I deploy Bitanmi Kafka Helm chart on AWS provisioned with Terraform. I find the documentation storage and persistence allocation, very confusing. From what I understood from the documentation; logs are chunks of messages in a topic, when configurable quotas of bytes, messages or time, are exceeded, the logs get flushed to files in storage.
The Helm chart stateful set has these volumes:
volumeMounts:
- name: data
mountPath: {{ .Values.persistence.mountPath }}
- name: logs
mountPath: {{ .Values.logPersistence.mountPath }}
logPersistence is enabled in helm chart by me to retain logs, in an attached volume provisioned by the Helm chart unless I provide an alternative (which I don't).

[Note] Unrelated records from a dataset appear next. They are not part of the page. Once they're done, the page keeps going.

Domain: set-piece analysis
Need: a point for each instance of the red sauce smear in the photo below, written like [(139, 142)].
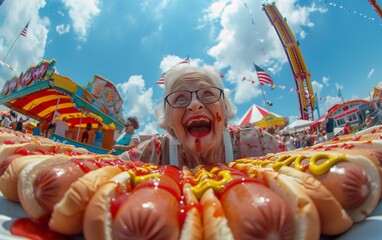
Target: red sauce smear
[(218, 117), (198, 146), (243, 180), (25, 227), (116, 203), (184, 208)]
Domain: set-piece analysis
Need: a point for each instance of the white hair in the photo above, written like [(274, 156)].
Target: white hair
[(177, 73)]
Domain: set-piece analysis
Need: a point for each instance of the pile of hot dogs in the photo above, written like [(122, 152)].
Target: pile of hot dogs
[(302, 194)]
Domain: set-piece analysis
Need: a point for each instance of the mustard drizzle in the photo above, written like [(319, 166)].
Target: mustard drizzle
[(297, 159)]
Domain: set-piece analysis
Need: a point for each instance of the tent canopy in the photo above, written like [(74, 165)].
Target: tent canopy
[(44, 95), (297, 126), (260, 117), (317, 122)]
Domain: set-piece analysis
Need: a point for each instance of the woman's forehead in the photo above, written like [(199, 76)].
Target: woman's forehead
[(190, 81)]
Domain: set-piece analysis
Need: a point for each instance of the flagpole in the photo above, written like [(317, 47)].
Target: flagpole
[(265, 100), (11, 48)]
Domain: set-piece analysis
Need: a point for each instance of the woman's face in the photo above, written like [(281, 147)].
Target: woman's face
[(198, 126), (129, 128)]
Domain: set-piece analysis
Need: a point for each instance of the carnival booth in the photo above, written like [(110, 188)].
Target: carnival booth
[(299, 125), (260, 117), (353, 111), (46, 96)]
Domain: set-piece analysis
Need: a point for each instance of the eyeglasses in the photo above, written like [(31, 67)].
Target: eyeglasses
[(182, 98)]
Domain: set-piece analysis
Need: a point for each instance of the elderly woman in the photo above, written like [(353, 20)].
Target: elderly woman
[(195, 112)]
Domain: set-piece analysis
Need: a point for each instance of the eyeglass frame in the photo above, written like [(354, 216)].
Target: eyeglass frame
[(221, 92)]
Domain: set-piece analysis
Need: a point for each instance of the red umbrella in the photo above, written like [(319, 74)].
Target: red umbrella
[(254, 114)]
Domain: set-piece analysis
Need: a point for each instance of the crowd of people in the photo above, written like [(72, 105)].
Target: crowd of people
[(195, 112)]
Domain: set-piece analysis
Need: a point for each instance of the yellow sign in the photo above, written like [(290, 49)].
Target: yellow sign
[(269, 121)]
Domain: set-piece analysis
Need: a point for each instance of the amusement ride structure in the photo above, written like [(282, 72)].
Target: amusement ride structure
[(300, 72), (376, 7)]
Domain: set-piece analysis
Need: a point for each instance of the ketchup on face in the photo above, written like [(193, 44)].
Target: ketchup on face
[(25, 227)]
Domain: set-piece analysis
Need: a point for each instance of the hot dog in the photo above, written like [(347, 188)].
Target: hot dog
[(144, 203), (10, 152), (333, 218), (43, 183), (353, 179), (67, 216), (248, 217)]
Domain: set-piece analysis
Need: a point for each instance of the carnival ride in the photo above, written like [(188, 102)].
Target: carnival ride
[(304, 89), (44, 95), (376, 7)]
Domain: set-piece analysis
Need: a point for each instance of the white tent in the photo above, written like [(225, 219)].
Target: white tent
[(297, 126), (255, 114)]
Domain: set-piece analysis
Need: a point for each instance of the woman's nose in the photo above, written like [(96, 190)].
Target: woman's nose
[(195, 103)]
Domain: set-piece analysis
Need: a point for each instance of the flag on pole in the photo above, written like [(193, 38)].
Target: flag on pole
[(163, 77), (264, 78), (25, 30)]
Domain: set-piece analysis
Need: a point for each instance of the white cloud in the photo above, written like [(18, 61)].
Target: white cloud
[(370, 73), (325, 80), (62, 29), (82, 13), (137, 100), (317, 87), (254, 24), (28, 50)]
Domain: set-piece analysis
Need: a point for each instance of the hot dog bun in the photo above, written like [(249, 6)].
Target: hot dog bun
[(25, 187), (67, 216), (98, 221), (8, 181), (214, 220)]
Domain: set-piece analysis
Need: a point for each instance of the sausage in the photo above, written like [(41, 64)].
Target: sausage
[(354, 180), (348, 183), (249, 205), (152, 209), (255, 212)]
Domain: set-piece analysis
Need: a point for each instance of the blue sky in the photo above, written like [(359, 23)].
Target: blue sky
[(131, 43)]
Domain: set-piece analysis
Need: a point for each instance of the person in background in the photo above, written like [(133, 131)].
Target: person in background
[(319, 139), (305, 141), (297, 141), (98, 136), (85, 134), (36, 130), (61, 127), (368, 121), (347, 128), (129, 139), (329, 127), (195, 111), (288, 141), (6, 122), (19, 125)]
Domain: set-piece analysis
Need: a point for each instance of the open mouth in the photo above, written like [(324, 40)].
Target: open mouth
[(199, 127)]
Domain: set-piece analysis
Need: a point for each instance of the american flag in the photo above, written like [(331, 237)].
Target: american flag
[(163, 77), (264, 78), (25, 30)]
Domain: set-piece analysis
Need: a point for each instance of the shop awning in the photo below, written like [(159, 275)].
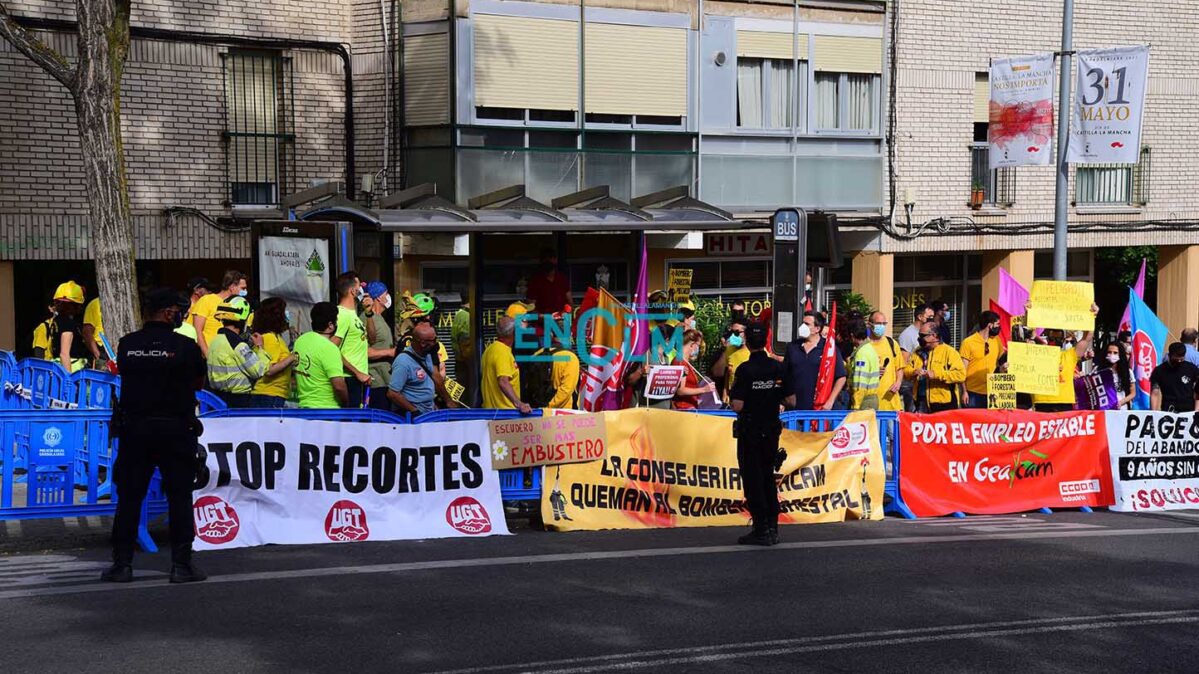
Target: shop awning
[(510, 211)]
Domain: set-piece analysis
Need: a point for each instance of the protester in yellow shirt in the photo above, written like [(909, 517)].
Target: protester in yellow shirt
[(204, 311), (92, 329), (980, 354), (1071, 353), (891, 363), (938, 369), (42, 335), (501, 378), (273, 389)]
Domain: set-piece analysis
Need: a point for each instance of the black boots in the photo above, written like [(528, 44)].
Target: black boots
[(755, 537), (181, 567)]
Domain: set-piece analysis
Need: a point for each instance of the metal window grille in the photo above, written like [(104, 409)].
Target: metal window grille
[(1114, 184), (259, 136), (999, 185)]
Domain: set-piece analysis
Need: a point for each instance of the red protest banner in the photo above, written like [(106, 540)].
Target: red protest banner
[(993, 462)]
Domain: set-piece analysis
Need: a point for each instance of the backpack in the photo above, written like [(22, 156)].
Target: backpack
[(537, 379)]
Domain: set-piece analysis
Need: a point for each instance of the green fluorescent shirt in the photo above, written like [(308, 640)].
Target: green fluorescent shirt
[(318, 361), (354, 339)]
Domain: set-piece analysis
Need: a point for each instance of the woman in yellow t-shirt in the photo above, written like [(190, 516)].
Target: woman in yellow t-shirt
[(271, 322)]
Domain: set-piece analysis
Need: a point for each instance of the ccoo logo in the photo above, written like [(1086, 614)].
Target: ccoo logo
[(468, 516), (347, 522), (1145, 356), (216, 522)]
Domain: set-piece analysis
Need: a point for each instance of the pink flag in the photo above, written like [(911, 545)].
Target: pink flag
[(1139, 289), (1012, 296)]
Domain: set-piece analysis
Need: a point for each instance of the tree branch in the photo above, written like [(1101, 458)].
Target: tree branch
[(38, 52)]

What happens if logPersistence is exhausted? Can I configure a fail safe i.e. configure Kafka to retain everything and delete old log files if quota is exceeded? How do I retrieve logs that are persisted? Can a consumer ask for topic messages from an early offset and cause latency or failure? If so, what are some strategies to recover?
Edit
I have learned through observing the directories in the Kafka pods that
By default the Bitnami Helm chart persists messages to persistence mapped to /bitnami/kafka/data/ directory
By default Kafka server logs are sent to stdout and can be configured to be stored in logPersistence mapped to /opt/bitnami/kafka/logs
Naturally these directories become full and can cause a crash.
I do not yet know if there is a configurable Kafka setting to avoid the crash i.e. clear old messages from storage if it nears being exhausted.